LA PRIÈRE
Du 21/03/2018 au 30/04/2018
OURS D'ARGENT DU MEILLEUR ACTEUR • FESTIVAL DE BERLIN 2018
Après une overdose, Thomas, 22 ans, est recueilli par un prêtre. Il lui propose d'intégrer une communauté religieuse isolée dans la montagne, le temps de la désintoxication et de reprendre pied avec une vie « normale ». L'accueil est strict, aucune distraction n'est permise ici : ni télévision, ni journaux, ni musique. Les pensionnaires ont l'interdiction d'être seuls et l'obligation de se plier aux règles de ce lieu, basées sur le travail et la prière. Dans ce microcosme se joue autre chose que la simple désaccoutumance à la drogue : la réappropriation d'une forme de confiance en soi et en les autres, une certaine idée de la foi, pas uniquement religieuse d'ailleurs. Car ils ne sont pas tous croyants, mais ils apprennent à se soumettre aux principes de la maison, à ses temps de prières et de chants, au partage et à la vie en communauté.
La thérapie – sans en avoir nécessairement le nom – se résume à être dans l'action pour lutter contre le désir, la facilité, la tentation (de la drogue mais plus largement de la dépendance) et ainsi reprendre conscience de son corps, assumer ses faiblesses, être soutenu et accepté malgré ses fragilités.

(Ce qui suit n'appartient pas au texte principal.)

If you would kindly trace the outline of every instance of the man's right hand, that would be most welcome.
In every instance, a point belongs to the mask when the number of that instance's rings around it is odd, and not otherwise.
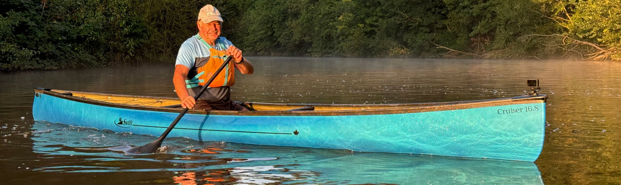
[[[192,107],[194,107],[194,106],[196,104],[196,101],[195,101],[194,97],[192,96],[186,96],[186,97],[184,97],[183,99],[181,99],[181,107],[183,107],[184,109],[188,108],[192,109]]]

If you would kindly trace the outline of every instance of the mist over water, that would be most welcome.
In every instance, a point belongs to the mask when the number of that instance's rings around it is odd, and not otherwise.
[[[234,101],[387,104],[520,96],[538,79],[548,96],[546,137],[532,163],[166,139],[163,153],[94,150],[152,136],[34,122],[35,87],[175,97],[173,65],[0,74],[0,178],[7,183],[619,183],[621,63],[248,57]],[[23,117],[23,119],[22,118]],[[114,172],[114,173],[112,173]]]

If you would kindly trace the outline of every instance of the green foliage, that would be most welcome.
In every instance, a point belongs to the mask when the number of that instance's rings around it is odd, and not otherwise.
[[[621,0],[5,0],[0,69],[173,62],[206,3],[245,55],[621,59]]]
[[[98,66],[147,38],[130,0],[0,2],[0,68]]]

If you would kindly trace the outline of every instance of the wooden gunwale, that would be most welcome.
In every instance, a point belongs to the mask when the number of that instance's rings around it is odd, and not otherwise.
[[[143,96],[122,95],[97,92],[88,92],[80,91],[64,91],[58,89],[35,88],[37,93],[47,94],[72,101],[86,104],[112,107],[122,109],[152,111],[158,112],[179,112],[183,108],[168,108],[156,106],[125,104],[97,101],[84,98],[73,95],[65,95],[61,93],[71,92],[75,94],[92,94],[101,96],[134,97],[150,99],[153,100],[168,100],[179,101],[179,99],[173,97],[162,97]],[[545,102],[547,96],[545,94],[537,96],[523,96],[509,98],[500,98],[487,100],[477,100],[467,101],[456,101],[435,103],[415,103],[415,104],[273,104],[261,102],[245,102],[245,105],[252,107],[253,106],[283,107],[284,110],[303,106],[314,106],[319,111],[204,111],[191,109],[189,114],[211,114],[211,115],[360,115],[376,114],[396,114],[423,112],[433,112],[440,111],[451,111],[470,108],[486,107],[498,106],[538,103]],[[333,108],[333,110],[321,110],[321,108]],[[351,107],[356,109],[343,109]],[[337,109],[338,108],[338,109]],[[317,110],[317,109],[316,109]]]

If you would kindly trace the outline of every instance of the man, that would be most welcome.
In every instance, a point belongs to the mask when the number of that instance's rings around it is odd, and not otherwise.
[[[220,37],[222,23],[220,12],[213,6],[205,6],[198,14],[198,34],[188,38],[179,49],[173,81],[183,108],[248,111],[230,100],[229,87],[235,83],[234,68],[246,74],[252,74],[254,68],[243,57],[242,50]],[[202,86],[224,62],[224,56],[233,59],[195,100],[193,96],[200,92]]]

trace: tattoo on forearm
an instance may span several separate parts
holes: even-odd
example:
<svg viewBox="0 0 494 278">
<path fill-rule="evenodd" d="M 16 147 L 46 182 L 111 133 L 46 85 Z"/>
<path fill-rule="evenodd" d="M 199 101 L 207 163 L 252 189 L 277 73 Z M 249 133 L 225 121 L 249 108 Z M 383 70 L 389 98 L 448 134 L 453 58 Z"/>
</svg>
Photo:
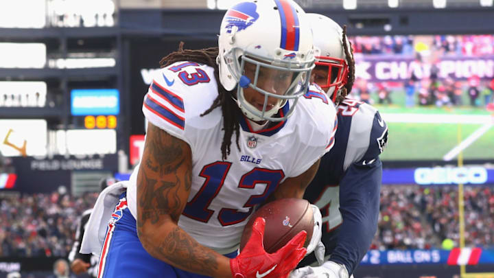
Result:
<svg viewBox="0 0 494 278">
<path fill-rule="evenodd" d="M 146 166 L 150 168 L 152 172 L 158 172 L 158 166 L 153 166 L 151 159 L 146 159 Z"/>
<path fill-rule="evenodd" d="M 189 190 L 191 183 L 190 169 L 187 170 L 185 180 L 176 172 L 186 159 L 183 143 L 156 127 L 150 129 L 148 136 L 152 141 L 146 145 L 145 163 L 141 165 L 138 176 L 138 184 L 143 187 L 139 200 L 139 227 L 148 220 L 156 224 L 164 215 L 178 221 L 186 202 L 180 198 L 180 192 Z"/>
<path fill-rule="evenodd" d="M 176 227 L 160 244 L 154 247 L 155 252 L 169 257 L 176 258 L 174 261 L 179 267 L 196 271 L 210 272 L 217 270 L 218 263 L 213 251 L 198 252 L 204 247 L 193 240 L 181 229 Z"/>
</svg>

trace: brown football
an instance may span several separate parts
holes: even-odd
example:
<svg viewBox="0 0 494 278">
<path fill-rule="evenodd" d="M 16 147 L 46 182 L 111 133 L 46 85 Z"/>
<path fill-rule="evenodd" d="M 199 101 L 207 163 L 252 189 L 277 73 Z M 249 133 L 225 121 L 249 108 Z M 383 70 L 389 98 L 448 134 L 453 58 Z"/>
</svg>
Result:
<svg viewBox="0 0 494 278">
<path fill-rule="evenodd" d="M 309 245 L 314 229 L 314 217 L 312 207 L 307 200 L 279 199 L 261 207 L 244 228 L 240 240 L 241 251 L 250 238 L 252 225 L 258 217 L 266 219 L 263 242 L 264 250 L 268 253 L 276 252 L 303 230 L 307 233 L 304 246 Z"/>
</svg>

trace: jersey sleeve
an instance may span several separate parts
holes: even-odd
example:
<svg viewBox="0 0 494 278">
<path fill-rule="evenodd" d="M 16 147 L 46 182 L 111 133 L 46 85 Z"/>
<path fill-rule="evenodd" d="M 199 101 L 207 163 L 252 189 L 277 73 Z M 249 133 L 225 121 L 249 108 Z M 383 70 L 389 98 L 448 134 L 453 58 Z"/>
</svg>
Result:
<svg viewBox="0 0 494 278">
<path fill-rule="evenodd" d="M 376 111 L 372 123 L 368 148 L 364 157 L 357 163 L 366 165 L 376 161 L 388 143 L 388 125 Z"/>
<path fill-rule="evenodd" d="M 175 76 L 167 71 L 162 69 L 154 73 L 144 97 L 143 113 L 149 122 L 190 144 L 185 135 L 185 92 L 182 86 L 170 83 L 176 82 Z"/>
<path fill-rule="evenodd" d="M 297 166 L 292 176 L 305 172 L 333 148 L 338 128 L 336 108 L 322 91 L 311 86 L 303 98 L 301 102 L 305 103 L 307 117 L 309 119 L 302 120 L 303 128 L 301 128 L 303 130 L 301 141 L 306 148 L 299 149 L 296 157 Z"/>
<path fill-rule="evenodd" d="M 144 97 L 143 113 L 149 122 L 193 150 L 204 135 L 202 131 L 221 120 L 219 109 L 201 116 L 217 94 L 214 69 L 178 62 L 155 71 Z"/>
</svg>

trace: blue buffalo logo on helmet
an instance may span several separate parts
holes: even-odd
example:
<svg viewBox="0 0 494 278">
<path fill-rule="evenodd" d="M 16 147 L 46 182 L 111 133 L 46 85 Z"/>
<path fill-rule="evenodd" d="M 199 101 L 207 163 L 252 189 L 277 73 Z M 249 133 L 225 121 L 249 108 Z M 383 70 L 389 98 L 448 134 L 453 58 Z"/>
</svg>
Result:
<svg viewBox="0 0 494 278">
<path fill-rule="evenodd" d="M 285 56 L 284 56 L 284 58 L 283 58 L 283 60 L 286 60 L 286 59 L 293 59 L 293 58 L 295 58 L 295 57 L 296 57 L 296 53 L 295 53 L 295 52 L 292 52 L 292 53 L 288 54 L 285 54 Z"/>
<path fill-rule="evenodd" d="M 225 17 L 228 22 L 226 26 L 226 32 L 231 33 L 233 26 L 237 26 L 237 31 L 242 31 L 250 26 L 259 19 L 256 9 L 256 4 L 248 2 L 241 3 L 231 8 Z"/>
</svg>

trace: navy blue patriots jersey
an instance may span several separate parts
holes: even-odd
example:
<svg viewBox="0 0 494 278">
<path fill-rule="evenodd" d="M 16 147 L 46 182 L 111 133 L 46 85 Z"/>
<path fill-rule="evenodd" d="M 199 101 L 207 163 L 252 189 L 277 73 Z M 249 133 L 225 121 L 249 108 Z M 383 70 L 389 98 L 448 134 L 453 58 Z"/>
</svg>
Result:
<svg viewBox="0 0 494 278">
<path fill-rule="evenodd" d="M 382 164 L 388 126 L 379 112 L 346 98 L 337 107 L 333 148 L 321 159 L 304 198 L 322 216 L 322 242 L 331 260 L 350 274 L 368 249 L 377 227 Z M 302 264 L 315 261 L 307 256 Z"/>
</svg>

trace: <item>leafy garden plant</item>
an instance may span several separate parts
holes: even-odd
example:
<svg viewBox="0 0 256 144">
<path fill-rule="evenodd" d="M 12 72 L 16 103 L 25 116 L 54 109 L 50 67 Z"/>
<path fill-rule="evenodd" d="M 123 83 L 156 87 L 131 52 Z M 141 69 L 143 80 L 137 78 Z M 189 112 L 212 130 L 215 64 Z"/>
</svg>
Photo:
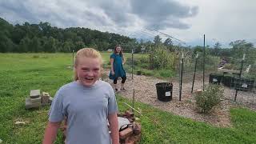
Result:
<svg viewBox="0 0 256 144">
<path fill-rule="evenodd" d="M 205 91 L 196 94 L 196 105 L 199 112 L 209 113 L 214 106 L 221 102 L 223 93 L 224 88 L 222 86 L 210 84 Z"/>
</svg>

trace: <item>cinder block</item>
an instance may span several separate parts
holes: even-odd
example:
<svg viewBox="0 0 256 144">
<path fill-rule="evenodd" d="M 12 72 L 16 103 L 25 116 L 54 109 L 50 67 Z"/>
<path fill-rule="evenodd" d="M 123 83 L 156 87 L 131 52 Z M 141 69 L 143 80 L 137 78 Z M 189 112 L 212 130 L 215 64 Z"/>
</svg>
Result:
<svg viewBox="0 0 256 144">
<path fill-rule="evenodd" d="M 31 98 L 40 97 L 40 90 L 30 90 L 30 96 Z"/>
<path fill-rule="evenodd" d="M 41 106 L 41 102 L 32 103 L 30 98 L 26 98 L 26 102 L 25 102 L 26 109 L 38 108 L 39 106 Z"/>
<path fill-rule="evenodd" d="M 48 103 L 51 103 L 51 102 L 53 102 L 53 100 L 54 100 L 54 98 L 49 97 L 49 102 L 48 102 Z"/>
<path fill-rule="evenodd" d="M 30 102 L 31 102 L 32 103 L 41 103 L 41 97 L 33 98 L 30 98 Z"/>
<path fill-rule="evenodd" d="M 142 132 L 142 126 L 139 123 L 135 122 L 134 127 L 134 134 L 138 135 L 141 134 L 141 132 Z"/>
<path fill-rule="evenodd" d="M 133 129 L 131 127 L 127 127 L 126 129 L 119 132 L 119 138 L 121 139 L 126 139 L 132 134 L 133 134 Z"/>
</svg>

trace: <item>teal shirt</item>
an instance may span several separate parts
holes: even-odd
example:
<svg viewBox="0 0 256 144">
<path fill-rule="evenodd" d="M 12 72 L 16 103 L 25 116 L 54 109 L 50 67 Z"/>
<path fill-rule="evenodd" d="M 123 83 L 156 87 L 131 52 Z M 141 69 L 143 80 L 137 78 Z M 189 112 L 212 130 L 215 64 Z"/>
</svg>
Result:
<svg viewBox="0 0 256 144">
<path fill-rule="evenodd" d="M 109 78 L 110 79 L 116 79 L 118 77 L 126 77 L 126 74 L 122 66 L 122 58 L 120 54 L 112 54 L 110 58 L 114 59 L 113 68 L 114 75 L 112 75 L 111 71 Z"/>
</svg>

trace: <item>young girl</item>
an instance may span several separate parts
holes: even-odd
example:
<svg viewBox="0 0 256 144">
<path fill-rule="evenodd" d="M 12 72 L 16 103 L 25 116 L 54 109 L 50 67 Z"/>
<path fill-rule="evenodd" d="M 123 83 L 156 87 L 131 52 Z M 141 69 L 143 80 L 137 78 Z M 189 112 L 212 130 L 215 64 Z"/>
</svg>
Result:
<svg viewBox="0 0 256 144">
<path fill-rule="evenodd" d="M 109 76 L 110 79 L 114 80 L 114 87 L 116 91 L 118 91 L 117 86 L 118 77 L 122 78 L 121 90 L 125 90 L 124 84 L 126 80 L 126 74 L 122 66 L 124 63 L 125 59 L 122 52 L 122 48 L 119 45 L 117 45 L 114 47 L 114 53 L 110 55 L 111 71 Z"/>
<path fill-rule="evenodd" d="M 110 84 L 98 80 L 102 64 L 101 54 L 95 50 L 84 48 L 78 51 L 74 62 L 75 81 L 62 86 L 54 96 L 44 144 L 54 143 L 64 118 L 67 122 L 67 144 L 119 143 L 114 92 Z"/>
</svg>

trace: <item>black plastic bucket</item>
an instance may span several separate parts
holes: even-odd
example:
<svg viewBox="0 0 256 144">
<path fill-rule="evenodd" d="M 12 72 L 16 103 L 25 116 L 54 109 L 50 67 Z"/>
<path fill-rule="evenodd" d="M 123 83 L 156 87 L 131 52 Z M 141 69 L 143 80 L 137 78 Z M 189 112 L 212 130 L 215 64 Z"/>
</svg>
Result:
<svg viewBox="0 0 256 144">
<path fill-rule="evenodd" d="M 170 82 L 160 82 L 155 85 L 157 88 L 158 99 L 168 102 L 173 98 L 173 84 Z"/>
</svg>

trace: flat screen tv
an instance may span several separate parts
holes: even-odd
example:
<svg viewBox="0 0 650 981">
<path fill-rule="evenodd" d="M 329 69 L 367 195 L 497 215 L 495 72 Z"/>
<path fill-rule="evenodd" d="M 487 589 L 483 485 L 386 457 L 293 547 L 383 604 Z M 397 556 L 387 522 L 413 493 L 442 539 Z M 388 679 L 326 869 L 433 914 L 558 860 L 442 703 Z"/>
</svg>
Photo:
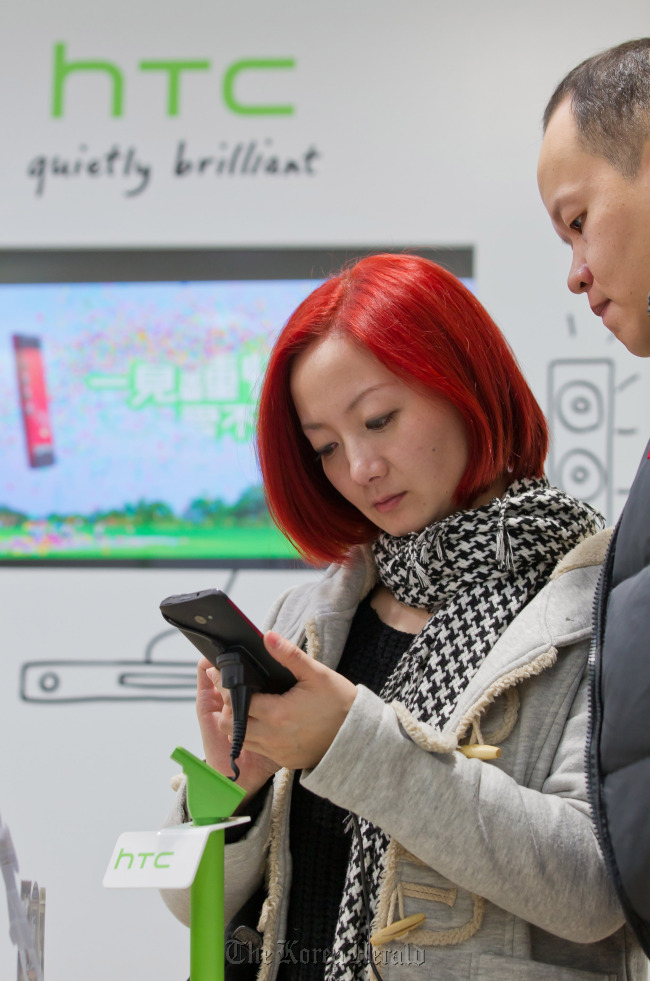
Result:
<svg viewBox="0 0 650 981">
<path fill-rule="evenodd" d="M 0 252 L 0 563 L 293 564 L 253 448 L 270 346 L 384 249 Z M 412 248 L 472 285 L 471 248 Z"/>
</svg>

Petit à petit, les résidents (ré)apprennent les valeurs fondamentales définies en psychologie mais dont la religion se fait le relais : la bienveillance, la sécurité, la réussite (fruit d'un certain effort), l'universalisme (qui se définit comme la prise de conscience de faire partie d'un tout et de la nécessité de prendre soin de son environnement autant que de soi)... Un ensemble de préceptes qui peu à peu définissent un cadre et placent des repères, imperceptiblement...
Cette communauté fonctionne comme une confrérie, au sens des « frères » qui se soutiennent dans les moments difficiles, tirant leur force de leur compréhension du mal pour l'avoir nécessairement vécu : chaque nouvel arrivant est confié à « un ange gardien », un autre membre chargé de l'accompagner dans les premiers moments – les plus difficiles – mais aussi pour la suite, quand il s'agit de se construire et que l'extérieur devient source à la fois de désir et d'angoisse.
Ne jamais occulter les difficultés et rester palpitant de bout en bout font la force de ce film. Malgré son titre, La prière n'impose sa religion ni au spectateur ni à ses personnages : chacun est libre de rester ou de partir, la seule contrainte est de se soumettre aux usages établis pour avoir la possibilité de vivre au sein du groupe. Les acteurs sont criants de vérité et de sincérité, particulièrement le jeune Anthony Bajon qu'on n'avait jamais vu dans un premier rôle mais dont la présence à l'écran est remarquable. Alliant fragilité enfantine à une forme de violence et d'intransigeance dans le regard, il traduit à la fois un vécu déjà marqué par la souffrance et une forme de candeur qui le rendent extrêmement attachant. Enfin ce film est absolument magnifique, ne serait-ce que par son décor : l'immensité des paysages de montagne joue un rôle essentiel dans ce parcours initiatique vers une forme de sérénité quotidienne et ordinaire.